The study [14] presents a deep reinforcement learning-based framework to enhance routing performance in UAV-aided Vehicular Ad Hoc Networks (VANETs), integrating a multi-agent soft actor–critic (MASAC) algorithm with an Adaptive Dual-Model Routing (ADMR) protocol. The MASAC-based trajectory planner enables UAVs to autonomously adjust their flight paths in 3D space for optimal communication coverage. Simulation results demonstrate that the proposed approach improves the packet delivery ratio (PDR) by up to 15%, reduces end-to-end delay by approximately 20%, and achieves a network reachability ratio consistently above 90%, outperforming benchmark methods such as MADDPG, SZLS-GPSR, and AFR-OLSR.
To optimize routing in FANETs, the research [15] proposes the Q-ANT framework, which integrates Q-learning with Ant Colony Optimization. Q-ANT enhances adaptability in dynamic UAV environments by dynamically adjusting routing weights and filtering unstable links based on residual time and signal quality. Simulations show that Q-ANT significantly outperforms existing methods (QRF, FAnt-HocNet), achieving higher packet delivery rates, lower latency, and stable throughput up to 45 Mbps under high traffic, making it well-suited for high-speed, dense UAV networks.
To enhance data forwarding efficiency in FANETs, the work [16] proposes an RL-based framework approach that integrates a Q-learning-enabled Data Forwarding Agent (DFA) deployed on UAVs.
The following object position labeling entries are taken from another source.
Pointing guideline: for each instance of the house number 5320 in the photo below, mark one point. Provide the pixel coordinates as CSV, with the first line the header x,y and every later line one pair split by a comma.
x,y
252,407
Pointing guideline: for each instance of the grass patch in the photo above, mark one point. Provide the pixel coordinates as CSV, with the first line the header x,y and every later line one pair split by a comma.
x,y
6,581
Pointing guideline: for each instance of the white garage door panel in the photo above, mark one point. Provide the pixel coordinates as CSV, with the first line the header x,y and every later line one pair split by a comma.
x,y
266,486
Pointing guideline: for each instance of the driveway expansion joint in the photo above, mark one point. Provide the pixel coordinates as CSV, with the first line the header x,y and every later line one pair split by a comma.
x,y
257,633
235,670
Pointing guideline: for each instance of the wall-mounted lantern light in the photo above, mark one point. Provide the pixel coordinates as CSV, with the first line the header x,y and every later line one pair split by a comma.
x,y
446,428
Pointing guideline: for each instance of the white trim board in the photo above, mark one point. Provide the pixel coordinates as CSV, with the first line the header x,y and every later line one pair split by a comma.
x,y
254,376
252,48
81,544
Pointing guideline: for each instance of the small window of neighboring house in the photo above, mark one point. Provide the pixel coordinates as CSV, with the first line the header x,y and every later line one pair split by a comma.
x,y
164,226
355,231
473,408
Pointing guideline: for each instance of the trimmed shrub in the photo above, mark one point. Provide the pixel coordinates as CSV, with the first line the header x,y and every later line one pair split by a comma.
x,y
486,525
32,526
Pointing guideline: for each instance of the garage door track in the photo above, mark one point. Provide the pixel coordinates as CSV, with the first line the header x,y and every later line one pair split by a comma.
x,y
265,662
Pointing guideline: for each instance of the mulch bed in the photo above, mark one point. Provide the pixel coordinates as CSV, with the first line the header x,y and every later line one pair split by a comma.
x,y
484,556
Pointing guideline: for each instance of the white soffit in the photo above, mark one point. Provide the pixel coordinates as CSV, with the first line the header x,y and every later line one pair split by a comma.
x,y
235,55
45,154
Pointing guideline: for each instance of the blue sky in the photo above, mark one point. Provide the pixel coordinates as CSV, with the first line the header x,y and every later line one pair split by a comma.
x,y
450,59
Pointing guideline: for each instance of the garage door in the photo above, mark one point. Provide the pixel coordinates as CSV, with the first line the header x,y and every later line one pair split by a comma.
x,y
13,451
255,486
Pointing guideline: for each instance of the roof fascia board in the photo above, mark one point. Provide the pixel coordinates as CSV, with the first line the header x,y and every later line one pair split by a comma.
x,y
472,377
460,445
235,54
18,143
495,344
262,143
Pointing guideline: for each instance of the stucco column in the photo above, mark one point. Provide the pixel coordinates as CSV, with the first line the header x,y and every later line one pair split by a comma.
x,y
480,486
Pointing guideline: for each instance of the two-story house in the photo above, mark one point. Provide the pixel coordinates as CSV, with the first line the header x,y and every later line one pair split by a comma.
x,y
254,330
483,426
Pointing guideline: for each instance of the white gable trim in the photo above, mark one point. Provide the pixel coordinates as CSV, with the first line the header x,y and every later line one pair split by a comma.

This model allows UAVs to dynamically determine optimal next-hop decisions for packet transmission based on real-time environmental states, including neighbor positions, energy levels, and data volume. The simulation results show that the proposed method reduces end-to-end delay by 45 ms, lower than Greedy Forwarding (105 ms) and Random Forwarding (60 ms). To enhance multi-hop routing in UAV-assisted networks, research [17] proposes an improved Q-learning-based algorithm (IQLMR). Unlike traditional Q-routing, IQLMR integrates link stability, node energy, and hop count into the Q-value update process, allowing UAVs to select more reliable and energy-efficient paths dynamically.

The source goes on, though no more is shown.